Max Samarov, the executive director of research and campus strategy for StandWithUs, a pro-Israel organization, accused the professor of dereliction of duty. StandWithUs opposes the spread of the boycott, divestment and sanctions movement against Israel on campuses and views BDS as an "expression of the new anti-Semitism that targets the Jewish state instead of Jewish people."
"This professor's job is to help students educate themselves about the world. Refusing to do his job simply because it conflicts with his personal politics is reprehensible. The fact that he did this in service of a discriminatory agenda like BDS only makes it worse," Samarov said.
Reflecting a different view, David Klein, a professor of mathematics at California State University, Northridge, and a member of the organizing collective of the U.S. Campaign for the Academic and Cultural Boycott of Israel, argued it was the professor’s prerogative not to write the letter. Klein, who opposes study abroad programming in Israel, said he agreed with Cheney-Lippold's decision.
"First of all, a professor has a right to decline a request to write a letter of recommendation under any circumstances: that’s a choice a professor makes about a student and a goal. In this case I think it’s the ethical thing to do. The study abroad program for Israel is really a propaganda program to legitimize the apartheid system in Israel and I think it’s proper for a professor to object to participate in that," Klein said.
Asked whether a professor’s political views can constitute valid reasons not to write a recommendation, Klein said, “I think that’s a complicated question, because politics is a very broad category. But within politics there are ethical principles, too. Antiracism is a political position, and I think antiracism is a legitimate political position to invoke in situations like this, whereas other more superficial political considerations like Republican versus Democrat would not be appropriate.”
"Study abroad programs in Israel are not open to all U.S. students," said Cynthia Franklin, another member of USACBI's organizing collective and a professor of English at the University of Hawaii. "Israel can and does deny entry to diasporic Palestinian students, as well as to non-Palestinian Muslims and Arabs. Palestinian students are not free to travel in or out of the country to pursue their educational goals."

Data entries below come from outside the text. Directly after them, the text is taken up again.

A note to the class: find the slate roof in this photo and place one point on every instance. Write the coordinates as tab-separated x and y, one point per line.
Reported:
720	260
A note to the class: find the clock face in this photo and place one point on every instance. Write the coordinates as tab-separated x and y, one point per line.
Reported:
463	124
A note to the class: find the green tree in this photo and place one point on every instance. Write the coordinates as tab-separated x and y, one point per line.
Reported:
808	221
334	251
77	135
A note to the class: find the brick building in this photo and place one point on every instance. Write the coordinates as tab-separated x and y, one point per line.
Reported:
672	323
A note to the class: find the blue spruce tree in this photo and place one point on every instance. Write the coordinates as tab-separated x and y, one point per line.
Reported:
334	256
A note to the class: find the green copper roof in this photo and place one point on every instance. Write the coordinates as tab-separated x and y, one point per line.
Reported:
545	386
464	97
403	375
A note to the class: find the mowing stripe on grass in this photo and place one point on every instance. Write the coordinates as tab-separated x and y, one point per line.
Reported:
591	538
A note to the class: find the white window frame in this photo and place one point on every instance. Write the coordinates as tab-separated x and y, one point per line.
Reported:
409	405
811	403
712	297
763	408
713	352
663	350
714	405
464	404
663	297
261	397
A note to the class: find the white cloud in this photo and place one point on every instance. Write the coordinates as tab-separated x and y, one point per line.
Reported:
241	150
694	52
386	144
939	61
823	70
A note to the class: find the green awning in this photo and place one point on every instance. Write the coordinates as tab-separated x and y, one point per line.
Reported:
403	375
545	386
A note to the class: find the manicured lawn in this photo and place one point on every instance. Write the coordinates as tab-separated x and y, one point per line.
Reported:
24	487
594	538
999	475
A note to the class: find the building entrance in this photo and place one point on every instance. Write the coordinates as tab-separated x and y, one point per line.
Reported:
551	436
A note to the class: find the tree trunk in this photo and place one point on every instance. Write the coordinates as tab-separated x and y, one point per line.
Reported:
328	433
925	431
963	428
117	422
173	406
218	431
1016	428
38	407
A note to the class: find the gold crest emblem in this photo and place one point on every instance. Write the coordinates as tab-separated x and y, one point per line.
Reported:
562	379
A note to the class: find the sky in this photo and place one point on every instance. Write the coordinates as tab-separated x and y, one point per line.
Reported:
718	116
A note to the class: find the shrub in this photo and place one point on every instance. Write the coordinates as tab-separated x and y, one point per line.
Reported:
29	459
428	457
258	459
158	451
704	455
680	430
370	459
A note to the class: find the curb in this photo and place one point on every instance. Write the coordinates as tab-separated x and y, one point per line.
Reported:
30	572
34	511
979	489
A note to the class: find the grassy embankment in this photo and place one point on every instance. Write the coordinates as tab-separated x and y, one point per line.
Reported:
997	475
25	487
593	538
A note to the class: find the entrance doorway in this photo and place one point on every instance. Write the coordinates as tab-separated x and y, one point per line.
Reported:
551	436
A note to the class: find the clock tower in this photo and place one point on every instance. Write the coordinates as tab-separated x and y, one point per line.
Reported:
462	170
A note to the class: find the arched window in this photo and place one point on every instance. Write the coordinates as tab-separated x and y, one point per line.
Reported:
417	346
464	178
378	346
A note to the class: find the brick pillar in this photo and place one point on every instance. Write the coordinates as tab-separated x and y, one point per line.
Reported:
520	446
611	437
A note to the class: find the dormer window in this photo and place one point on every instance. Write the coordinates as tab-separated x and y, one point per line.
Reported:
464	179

"Israel's antiboycott laws also mean that they can bar entry to any students who are known for their work supporting the BDS movement," Franklin said.

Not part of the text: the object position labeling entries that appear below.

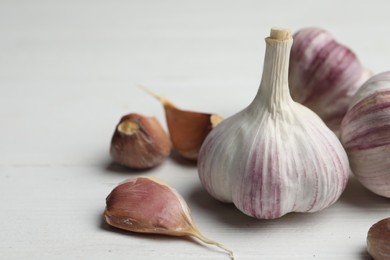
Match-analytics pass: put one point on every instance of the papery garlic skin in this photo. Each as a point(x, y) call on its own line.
point(324, 75)
point(276, 156)
point(365, 134)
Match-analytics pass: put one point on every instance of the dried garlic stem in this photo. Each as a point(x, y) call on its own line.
point(198, 235)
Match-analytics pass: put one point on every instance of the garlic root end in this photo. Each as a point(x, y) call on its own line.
point(165, 102)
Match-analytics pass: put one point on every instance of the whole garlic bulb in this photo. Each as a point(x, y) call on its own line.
point(324, 75)
point(365, 134)
point(276, 156)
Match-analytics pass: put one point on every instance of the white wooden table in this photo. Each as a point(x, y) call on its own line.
point(70, 69)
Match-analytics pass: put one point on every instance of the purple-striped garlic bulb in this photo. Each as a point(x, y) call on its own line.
point(148, 205)
point(324, 74)
point(365, 134)
point(276, 156)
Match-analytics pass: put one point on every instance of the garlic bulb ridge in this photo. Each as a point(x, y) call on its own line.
point(324, 75)
point(275, 156)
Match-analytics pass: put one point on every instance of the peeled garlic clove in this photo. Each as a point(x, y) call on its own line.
point(365, 134)
point(378, 240)
point(147, 205)
point(139, 142)
point(324, 74)
point(187, 129)
point(276, 156)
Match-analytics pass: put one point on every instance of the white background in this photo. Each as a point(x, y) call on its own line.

"As a supporter of the academic boycott, like John Cheney-Lippold, I would decline to write a letter of recommendation for a student applying to a study abroad program in Israel. I could not write such a letter in good conscience, as that would mean that I would be supporting and legitimating an academic program that is discriminatory. This student would, of course, be free to ask for a letter of recommendation from another faculty member."

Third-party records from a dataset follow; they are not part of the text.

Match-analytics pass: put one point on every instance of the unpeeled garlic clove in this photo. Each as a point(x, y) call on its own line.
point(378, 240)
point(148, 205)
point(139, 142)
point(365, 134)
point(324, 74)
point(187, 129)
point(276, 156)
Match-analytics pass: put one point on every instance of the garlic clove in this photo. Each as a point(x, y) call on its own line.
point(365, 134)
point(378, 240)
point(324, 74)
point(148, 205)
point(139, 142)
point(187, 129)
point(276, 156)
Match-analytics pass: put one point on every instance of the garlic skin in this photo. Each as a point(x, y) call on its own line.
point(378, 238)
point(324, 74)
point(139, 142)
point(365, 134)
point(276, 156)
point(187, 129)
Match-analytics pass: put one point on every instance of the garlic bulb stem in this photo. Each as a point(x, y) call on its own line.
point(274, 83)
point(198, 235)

Cheney-Lippold said he was uncomfortable with the focus being on him and the decision of whether or not to write a recommendation rather than the conditions he sought to draw attention to. "I never wanted to be the story," he said. "I want to be able to use the tactic of a boycott to highlight the apartheid system, to highlight the discrimination that’s happening, to put the spotlight not on a single professor at the University of Michigan, but why might a professor have done this.”
He said he has not heard from the student since he sent the email Sept. 5.